İki bilete tiyatro reklamı

Reklamlarla doğrudan ilgilenmem Tercüman'daki ilk yıllarımda başladı. Genel Yayın Müdürümüz Güneri Cıvaoğlu idi ve fikirlerime önem verirdi. TIR'dan Taksi Plakalı Otomobil'e kadar kampanyalarda katkılarım olmuştu. "Bir depo benzin de bizden" teklifim çok beğenilmişti. "Köşeyi döndürme" lafı da benim buluşum. Aradan geçen bunca yıldan sonra en tutulanı bu olduğuna inanıyorum. Dilimize yerleşti, kaldı. Hani Çocuklar Duymasın'ın Seyyar Tayyar'ı gibi konuşursam; "Patladı gitti".

Toprağı bol olsun çağdaş reklamcılığımızın babası Eli Acıman'ı damadının bir askerlik meselesinden dolayı tanıdım. Sonra Man Ajans'a sık uğrar oldum. İlk teklifimi Acıman'dan aldım. Bir dönemin yine ünlü şirketlerinden AjansAda'nın ortaklarından Nazar Büyüm'ün "Burhan'ı almak istiyorum" önerisini Cıvaoğlu'nun engellediğini yıllar sonra öğrendim.

İstanbul Reklam

Cağaloğlu'nde eski Hürriyet'in bir bina yakınında İstanbul Reklam'ın bulunduğunu bilen çoktur. Sahibi Süheyl Gürbaşkan şöhretini kısa filmlerle yapmıştı. Televizyondan önce sinema salonlarında gösterildiler. Şarlo ve onun kadar ünlü bastonunu mutlaka kullanırdı. Beyaz eşyadan deterjana kadar her üründe başarılı oldu. Özel cıngılı çocukların dilinden düşmezdi. Gürbaşkan ağzı çok iyi laf eden müthiş adamdı. Becerisini anlatmak için vereceğim en iyi örnek Türkiye güzeli ile evlenmesidir. Kaburgasındaki önemli sakatlığa rağmen bu evliliği yapabilmişti. Mustafa Tuna adlı arkadaşım vasıtasıyla tanıştım. Bir süre sonra, gazeteden aldığım paranın üç katını teklif etti. "Metin yazarlığı" yapacaktım. Kabul edemedim. Gerekçem aynı idi; "Ben haberciliği seviyorum kopamam".

Ders oluşu

Bugünün Halkla İlişkiler Fakültesi'nin eski adı "Gazetecilik Enstitüsü"dür. Burada görülmeye başlanan "İlancılık Tarihi Dersi" için geç kalındığını söyleyebilrim. Çünkü bu ders bizden yarım asır önce Tulsa'da verilmeye başlamıştı.
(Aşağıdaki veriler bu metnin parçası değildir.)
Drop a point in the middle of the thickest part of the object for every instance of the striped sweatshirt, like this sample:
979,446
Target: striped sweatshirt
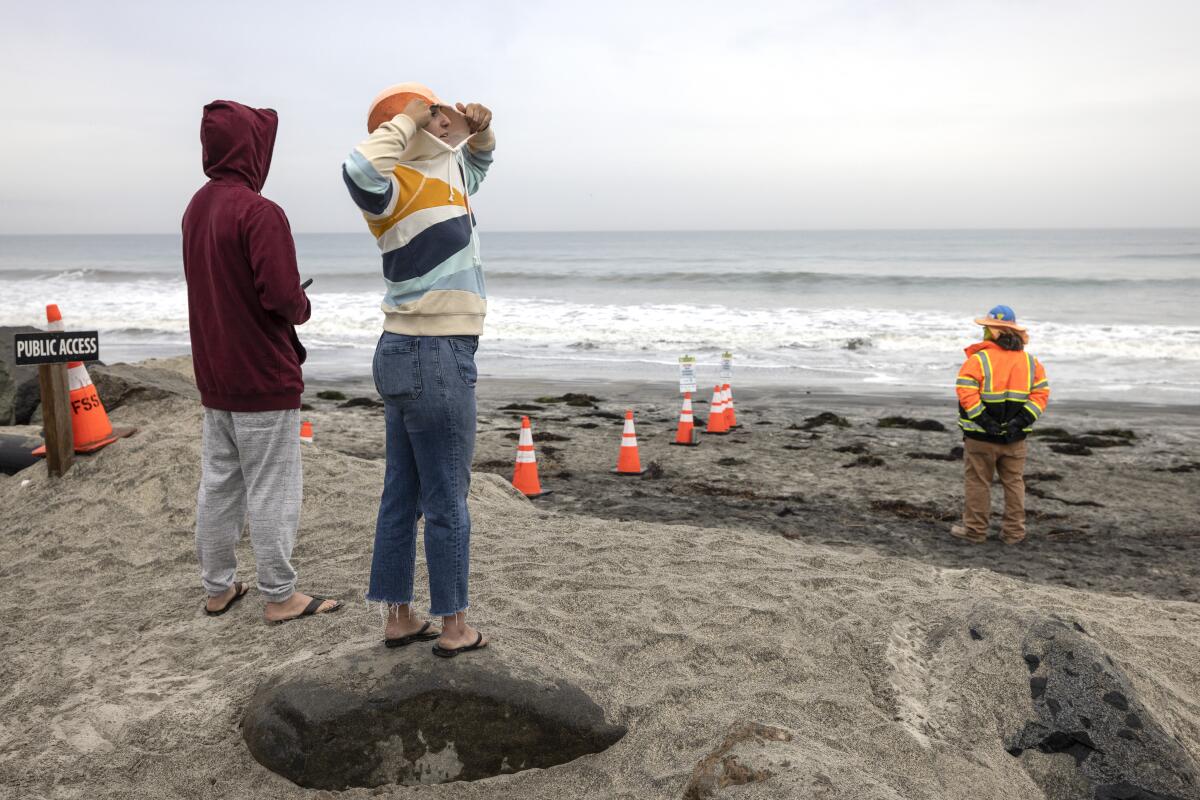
413,191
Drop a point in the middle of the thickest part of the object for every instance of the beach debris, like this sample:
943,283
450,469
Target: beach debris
370,719
571,398
865,461
525,473
361,402
822,419
1045,495
731,419
924,511
1187,467
685,434
1108,438
522,407
718,422
1085,707
949,456
1071,449
628,462
909,422
748,755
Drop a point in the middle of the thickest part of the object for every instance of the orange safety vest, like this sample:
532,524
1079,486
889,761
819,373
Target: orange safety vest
1003,383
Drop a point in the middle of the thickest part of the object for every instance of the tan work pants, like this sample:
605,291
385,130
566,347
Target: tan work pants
983,459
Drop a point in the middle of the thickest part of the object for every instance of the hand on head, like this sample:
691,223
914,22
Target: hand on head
478,116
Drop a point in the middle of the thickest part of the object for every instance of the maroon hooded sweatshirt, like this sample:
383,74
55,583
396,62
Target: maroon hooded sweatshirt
244,294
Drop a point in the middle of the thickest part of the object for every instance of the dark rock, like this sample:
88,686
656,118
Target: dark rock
25,401
1085,714
927,511
121,384
361,402
865,461
823,417
571,398
949,456
12,377
1071,449
909,422
371,719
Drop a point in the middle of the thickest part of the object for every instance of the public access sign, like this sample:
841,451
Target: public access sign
55,347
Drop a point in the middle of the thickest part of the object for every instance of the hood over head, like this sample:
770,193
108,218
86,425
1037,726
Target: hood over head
238,142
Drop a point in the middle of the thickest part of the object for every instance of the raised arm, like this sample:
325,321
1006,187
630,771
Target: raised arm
367,169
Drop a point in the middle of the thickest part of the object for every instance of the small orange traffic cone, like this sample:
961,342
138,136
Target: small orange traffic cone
731,419
685,434
90,427
628,463
525,474
717,423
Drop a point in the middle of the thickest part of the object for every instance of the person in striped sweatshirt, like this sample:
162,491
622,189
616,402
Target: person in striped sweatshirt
412,179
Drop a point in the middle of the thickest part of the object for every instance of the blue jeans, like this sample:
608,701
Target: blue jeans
427,384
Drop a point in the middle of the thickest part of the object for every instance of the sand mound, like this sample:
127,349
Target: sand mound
891,678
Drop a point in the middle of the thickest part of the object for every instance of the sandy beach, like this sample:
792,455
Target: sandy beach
756,584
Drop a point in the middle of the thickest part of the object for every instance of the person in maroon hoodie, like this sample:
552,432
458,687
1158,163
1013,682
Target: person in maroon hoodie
244,300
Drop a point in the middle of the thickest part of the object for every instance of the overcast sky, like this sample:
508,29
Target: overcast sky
627,115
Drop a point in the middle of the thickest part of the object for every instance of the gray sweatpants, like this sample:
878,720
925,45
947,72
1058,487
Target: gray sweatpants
250,473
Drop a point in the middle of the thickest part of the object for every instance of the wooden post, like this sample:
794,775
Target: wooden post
57,417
Jilet reklamlarıyla Millî Piyango'nun çizimleri grafiker İhap Hulusi'nin tekelindeydi. Batı'nın ıspanak tiplemesi Temel Reis kadar şöhretli kapıcımız ortaya çıktı. Hani şu "İzocaaam" diye bağıran reklam yıldızı. Bunun yaratıcısının Orhan Büyükdoğan olduğunu kaç kişi bilir?

Kenan Akın arkadaşımın yıllar önce izleyip kahkahalar attığı televizyon reklamı ise bir kola firmasına ait. Bunu Suriye gezisinde görüp dönüşte anlatmıştı. Reklam bir Arap'ın geğirmesiyle başlıyor. "Elhamdürillah Pepsi" denerek bitiyor. Buna "ülkeye uygun reklam" yakıştırması yapmıştık.

Balık yağı reklamlarında "halter kaldıran bebekler" ilk defa Fransa'da görüldü. Sonra bize kadar geldi. Zeki Müren'in özel şarkı besteleyip rol de aldığı deterjan reklamının 40. yılı yeni kutlandı. Sanat Güneşi'mizin radyo programlarını da hatırlayalım. "Sevgili şoför arkadaş, gözünüz yolda kulağınız bende olsun" dedikçe oto lastiği satışları patlamıştı.

'Ağrısız Fenni Sünnetçi' ilanları hep popülerdi. En ünlüsü Kemal Özkan'dı. Levent'te muhteşem bir sünnet sarayı yaptıktan sonra Hakk'a yürüdü. Şimdi çocukları baba mesleğini sürdürüyor.

Kadın ve çocuklar

Gelmiş geçmiş en önemli medya patronu kabul edilen Randolph Hearst'ün önemli kuralları vardır. "Gazete ve dergiyi besleyen iki şey satış ve ilandır" demişti. Basın Kralının haklılığı her zaman doğru çıktı. Tanıtım yapacaksınız ki, tanınasınız. Halkın benimsemesi için bu yola devam zorundasınız. 2017'ye günler kala hedef kitle aynı; "Kadın ve Çocuklar". Dünyanın tüm reklam ajansları bu ikilinin üstüne çalışıyor. Bankalar dahil, tüm finans kuruluşları da aynı yolda. Demek ki ne tanıtım ne hedef kitle değişiyor. Arada vefat ilanlarını görmek için gazete alanlar varsa da onlara aldırmayın. Önemli olan devam eden hayatlara seslenmek. Unutmayın ki bir zamanlar Şehir Tiyatroları ilanları gazetelere sadece iki veya üç biletle ödenirdi. Onlar da önden değil, orta sıralardan!

***

KÜÇÜK ÖZÜR:

İnsanın en zayıf tarafı bilgisine fazla güvenmesidir. Örneğin ben 'Notre Dame'ın Kamburu'ndan söz ederken "kader" yazısından yola çıkmıştım. Eseri Goethe'ye mal edip yanlış yaptığımı bir gün sonra anladım. "Sürç-i dil" yapıp Victor Hugo'yu atladım. Yine eski deyimle "dumanı doğru çıkmıştı" ama bu ayıbımı itiraf etmek de bana yakışırdı. Unutmayın, özür dilemek de erdemdir.